Si the years traditionally end at the foot of the Christmas tree, their beginnings are placed under the sign of the “good”: that of the “good wishes” that we must present to those we meet; and the “good resolutions” that one is supposed, at this time, to take for oneself.

This displayed positivity is only very rarely challenged publicly (who would dare admit that he wishes the worst for his department head and has no intention of touching a single one of his – alleged – bad habits?). But the fact that this inflation of good feelings is hardly credible probably explains why resolutions and wishes have become artificial exercises, and a little meaningless, to which one can submit without giving them importance.

Are vows necessarily hypocritical?

Children, who have the art of asking embarrassing questions to adults, often ask: “What does ‘best wishes’ mean? Why do you have to say “Happy New Year”? » While teenagers, in their quest for the truth, rarely fail to denounce what they feel is hypocrisy: saying things you don’t mean, seeming to care about others when you don’t .

Yet for most adults, making vows is such a common practice that they wouldn’t think of asking. Especially since they generally consider it innocuous: if it does no good, it cannot – they are convinced – do any harm.

It may not be as safe as they think. These “Happy New Year!” “, seemingly so innocuous, can indeed be carriers of violence. From this muted violence, so ordinary and unfortunately so banal, which can arise from the perception, even confused, of the indifference of the other, and especially arise from the loneliness to which it refers. If we are not doing very well (because we fear for example that the coming year will not be better than the previous one), the melody of wishes, sung by people who have no use for this that we live, can in the long run begin to squeak.
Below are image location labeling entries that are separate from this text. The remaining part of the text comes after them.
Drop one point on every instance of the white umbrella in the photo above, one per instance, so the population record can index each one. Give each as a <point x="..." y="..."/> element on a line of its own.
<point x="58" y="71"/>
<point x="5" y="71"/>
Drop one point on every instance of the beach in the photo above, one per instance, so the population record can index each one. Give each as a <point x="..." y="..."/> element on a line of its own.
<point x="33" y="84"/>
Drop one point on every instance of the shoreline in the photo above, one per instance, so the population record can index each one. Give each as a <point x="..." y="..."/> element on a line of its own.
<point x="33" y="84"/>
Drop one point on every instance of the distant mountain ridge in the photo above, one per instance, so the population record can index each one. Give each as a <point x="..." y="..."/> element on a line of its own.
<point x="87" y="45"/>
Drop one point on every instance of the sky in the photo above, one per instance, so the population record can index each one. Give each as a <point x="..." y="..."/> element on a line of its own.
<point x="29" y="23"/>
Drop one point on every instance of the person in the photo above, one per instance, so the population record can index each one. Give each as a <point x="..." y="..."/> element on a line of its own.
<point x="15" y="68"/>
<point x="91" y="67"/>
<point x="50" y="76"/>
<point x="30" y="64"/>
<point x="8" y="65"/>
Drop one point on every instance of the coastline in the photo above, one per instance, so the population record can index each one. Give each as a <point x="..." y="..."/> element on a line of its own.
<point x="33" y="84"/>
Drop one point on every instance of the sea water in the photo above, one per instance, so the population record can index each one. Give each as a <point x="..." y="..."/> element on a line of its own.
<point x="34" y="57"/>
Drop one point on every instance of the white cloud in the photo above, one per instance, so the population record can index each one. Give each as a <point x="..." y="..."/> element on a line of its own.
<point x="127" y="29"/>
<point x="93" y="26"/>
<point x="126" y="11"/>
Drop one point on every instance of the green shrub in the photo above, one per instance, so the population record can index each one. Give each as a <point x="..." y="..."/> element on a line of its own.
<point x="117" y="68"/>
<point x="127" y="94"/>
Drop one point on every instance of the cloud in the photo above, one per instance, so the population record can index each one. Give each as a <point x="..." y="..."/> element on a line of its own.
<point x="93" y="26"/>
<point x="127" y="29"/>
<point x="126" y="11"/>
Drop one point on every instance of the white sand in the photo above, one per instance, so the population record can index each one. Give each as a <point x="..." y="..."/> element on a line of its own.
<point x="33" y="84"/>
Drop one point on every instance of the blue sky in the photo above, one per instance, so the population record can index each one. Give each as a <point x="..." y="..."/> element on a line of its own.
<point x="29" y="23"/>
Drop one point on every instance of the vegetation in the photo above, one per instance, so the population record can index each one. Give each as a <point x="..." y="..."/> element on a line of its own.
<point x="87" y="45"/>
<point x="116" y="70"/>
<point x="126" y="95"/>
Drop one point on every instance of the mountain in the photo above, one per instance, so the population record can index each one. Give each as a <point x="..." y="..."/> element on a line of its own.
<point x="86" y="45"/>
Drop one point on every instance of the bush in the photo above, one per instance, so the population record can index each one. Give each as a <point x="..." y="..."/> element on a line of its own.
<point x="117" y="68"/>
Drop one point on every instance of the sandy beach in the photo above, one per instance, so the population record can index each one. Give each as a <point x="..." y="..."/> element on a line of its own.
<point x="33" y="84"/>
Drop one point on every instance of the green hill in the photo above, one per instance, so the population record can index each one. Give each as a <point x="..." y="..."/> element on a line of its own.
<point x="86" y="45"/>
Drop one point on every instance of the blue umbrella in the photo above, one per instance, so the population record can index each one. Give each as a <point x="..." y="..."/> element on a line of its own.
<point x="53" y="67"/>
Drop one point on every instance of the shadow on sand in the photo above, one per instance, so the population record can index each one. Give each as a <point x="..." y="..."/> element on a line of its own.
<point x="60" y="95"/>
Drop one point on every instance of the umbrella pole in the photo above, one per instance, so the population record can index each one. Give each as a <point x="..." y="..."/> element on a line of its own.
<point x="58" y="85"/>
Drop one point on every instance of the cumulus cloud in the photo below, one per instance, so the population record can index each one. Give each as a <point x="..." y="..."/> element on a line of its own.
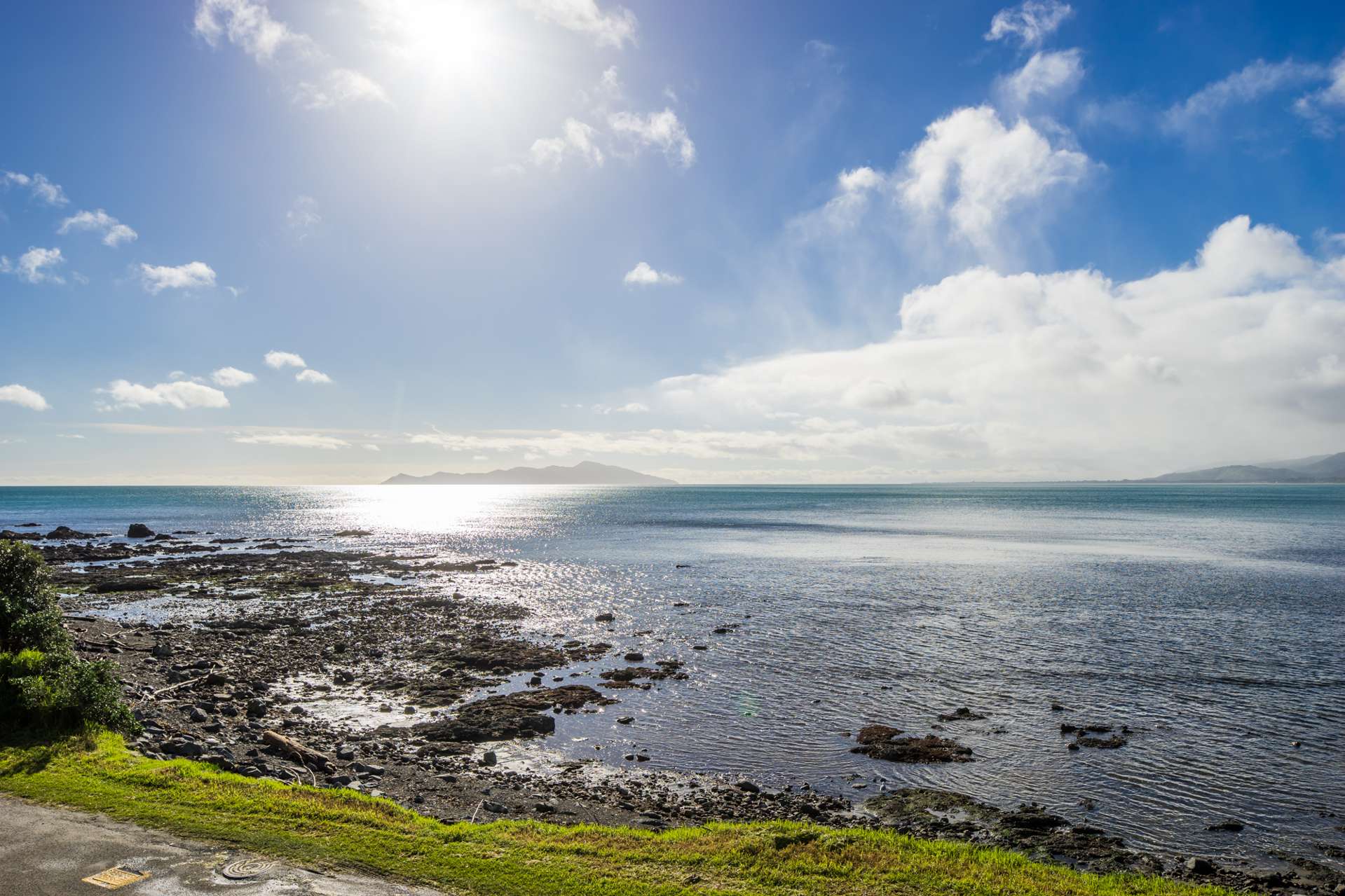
<point x="194" y="275"/>
<point x="974" y="171"/>
<point x="249" y="26"/>
<point x="1029" y="23"/>
<point x="114" y="232"/>
<point x="336" y="88"/>
<point x="1065" y="373"/>
<point x="1046" y="76"/>
<point x="36" y="266"/>
<point x="294" y="440"/>
<point x="23" y="397"/>
<point x="182" y="394"/>
<point x="643" y="275"/>
<point x="614" y="29"/>
<point x="279" y="359"/>
<point x="578" y="139"/>
<point x="1195" y="116"/>
<point x="36" y="185"/>
<point x="232" y="377"/>
<point x="658" y="130"/>
<point x="1321" y="108"/>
And this should be taken into account, because many people today, psychologically weakened – and, in a way that is not sufficiently taken into account, by the difficulties that accumulate in their material life – say, as long as we agree to listen to them, how much they suffer from a world whose indifference violents them.

Should vows be abolished?

Of course not ! Especially since the times give us more than ever reason to wish ourselves many things, and first of all an increased capacity to resist difficulties and adapt to change. On the contrary, we must give them meaning and make them an opportunity for an exchange with the other, which, even very short, can be warm and true. And all you have to do is take the words seriously.